ODE and PDE models for COVID-19, with reinfection and vaccination process for Cameroon and Germany
Hamadjam Abboubakar, Reinhard Racke, Nicolas Schlosser
TL;DR
The paper develops and analyzes both an ODE and a reaction-diffusion PDE model for COVID-19 that incorporates reinfection and vaccination, applied to Germany and Cameroon. It introduces a control reproduction number $\mathcal{R}_c$, proves global stability of the disease-free equilibrium for $\mathcal{R}_c<1$, and demonstrates the existence of endemic equilibria when $\mathcal{R}_c>1$, including potential backward bifurcation. Parameter estimation using German and Cameroonian data yields $\mathcal{R}_c$ values around $1.13$ and $1.2554$, respectively, indicating disease persistence in both contexts. The PDE extension preserves well-posedness and mirrors the ODE dynamics while capturing spatial spread, with numerical simulations validating theoretical results and illustrating diffusion-driven propagation across Germany and Cameroon.

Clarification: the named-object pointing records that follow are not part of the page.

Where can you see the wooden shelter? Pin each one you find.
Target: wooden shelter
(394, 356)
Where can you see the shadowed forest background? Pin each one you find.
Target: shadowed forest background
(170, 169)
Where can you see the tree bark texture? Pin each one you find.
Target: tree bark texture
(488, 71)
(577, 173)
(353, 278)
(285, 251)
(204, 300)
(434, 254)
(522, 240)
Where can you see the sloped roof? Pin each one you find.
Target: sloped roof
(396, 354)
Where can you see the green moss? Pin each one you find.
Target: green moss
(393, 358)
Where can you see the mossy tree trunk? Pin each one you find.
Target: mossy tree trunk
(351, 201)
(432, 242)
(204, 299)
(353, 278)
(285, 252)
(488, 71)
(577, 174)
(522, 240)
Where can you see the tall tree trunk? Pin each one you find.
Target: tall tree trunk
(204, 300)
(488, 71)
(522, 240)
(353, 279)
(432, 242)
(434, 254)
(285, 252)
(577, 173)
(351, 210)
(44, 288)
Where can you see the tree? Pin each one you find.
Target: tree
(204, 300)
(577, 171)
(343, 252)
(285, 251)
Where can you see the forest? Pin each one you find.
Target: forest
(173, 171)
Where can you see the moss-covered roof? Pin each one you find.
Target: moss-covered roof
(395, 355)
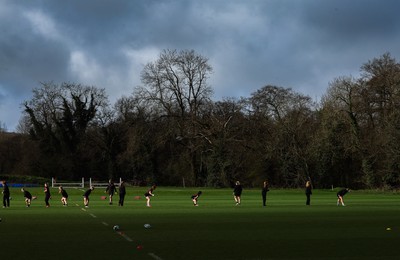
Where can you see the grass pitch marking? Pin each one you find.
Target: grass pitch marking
(125, 236)
(155, 256)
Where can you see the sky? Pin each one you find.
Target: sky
(298, 44)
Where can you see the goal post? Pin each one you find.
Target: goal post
(102, 184)
(72, 184)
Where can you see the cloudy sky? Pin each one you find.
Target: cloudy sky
(301, 44)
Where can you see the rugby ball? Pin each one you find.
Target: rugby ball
(147, 226)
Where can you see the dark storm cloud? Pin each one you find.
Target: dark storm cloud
(289, 43)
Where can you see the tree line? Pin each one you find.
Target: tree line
(169, 131)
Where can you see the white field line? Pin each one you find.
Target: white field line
(155, 256)
(125, 236)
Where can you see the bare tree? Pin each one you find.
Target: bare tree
(176, 86)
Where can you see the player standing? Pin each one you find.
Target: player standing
(308, 192)
(340, 196)
(86, 197)
(6, 195)
(149, 194)
(195, 197)
(47, 194)
(122, 193)
(64, 196)
(28, 197)
(111, 189)
(264, 191)
(237, 193)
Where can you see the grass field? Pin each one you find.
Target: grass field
(217, 229)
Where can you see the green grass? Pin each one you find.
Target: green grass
(217, 229)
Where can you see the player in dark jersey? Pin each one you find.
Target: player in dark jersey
(195, 197)
(149, 194)
(86, 197)
(64, 196)
(237, 193)
(340, 196)
(47, 194)
(111, 190)
(308, 192)
(6, 195)
(122, 193)
(28, 197)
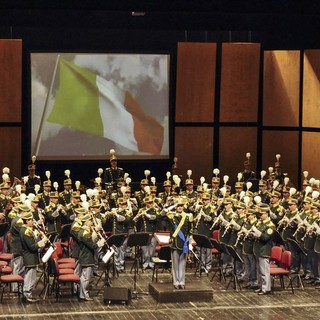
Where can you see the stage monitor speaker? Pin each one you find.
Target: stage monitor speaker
(116, 295)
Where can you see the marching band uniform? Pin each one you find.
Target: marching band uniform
(120, 218)
(86, 256)
(180, 226)
(149, 216)
(249, 259)
(30, 249)
(263, 232)
(203, 222)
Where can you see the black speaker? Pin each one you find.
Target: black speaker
(114, 295)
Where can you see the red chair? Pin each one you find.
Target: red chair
(275, 257)
(282, 271)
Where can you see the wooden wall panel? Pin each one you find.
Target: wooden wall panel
(234, 144)
(311, 88)
(285, 143)
(195, 89)
(194, 150)
(239, 82)
(10, 80)
(11, 150)
(281, 83)
(310, 154)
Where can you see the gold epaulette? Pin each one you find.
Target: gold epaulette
(28, 232)
(12, 214)
(87, 233)
(190, 217)
(76, 226)
(19, 222)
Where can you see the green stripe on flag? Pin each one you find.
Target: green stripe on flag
(77, 100)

Overall, the work provides a rigorous framework for assessing vaccination and reinfection effects in space-time COVID-19 dynamics and offers insights for region-specific control strategies.
Abstract
The goal of this work is to develop and analyze a reaction-diffusion model for the transmission dynamics of the Coronavirus (COVID-19) that accounts for reinfection and vaccination, as well as to compare it to the ODE model. After developing a time-dependent ODE model, we calculate the control reproduction number $\mathcal{R}_c$ and demonstrate the global stability of the COVID-19 free equilibrium for $\mathcal{R}_c<1$. We also show that when $\mathcal{R}_c>1$, the free equilibrium of COVID-19 becomes unstable and co-exists with at least one endemic equilibrium point. We then used data from Germany and Cameroon to calibrate our model and estimate some of its characteristics. We find $\mathcal{R}_c\approx 1.13$ for Germany and $\mathcal R_c \approx 1.2554$ for Cameroon, indicating that the disease persists in both populations. Following that, we modify the prior model into a reaction-diffusion PDE model to account for spatial mobility. We show that the solutions to the final initial value boundary problem (IVBP) exist and are nonnegative and unique. We also show that the disease-free equilibrium is stable locally, and globally when $\mathcal{R}_c<1$. In contrast, when $\mathcal{R}_c>1$, the DFE is unstable and coexists with at least one endemic equilibrium point. We ran multiple numerical simulations to validate our theoretical predictions. We then compare the ODE and the PDE models.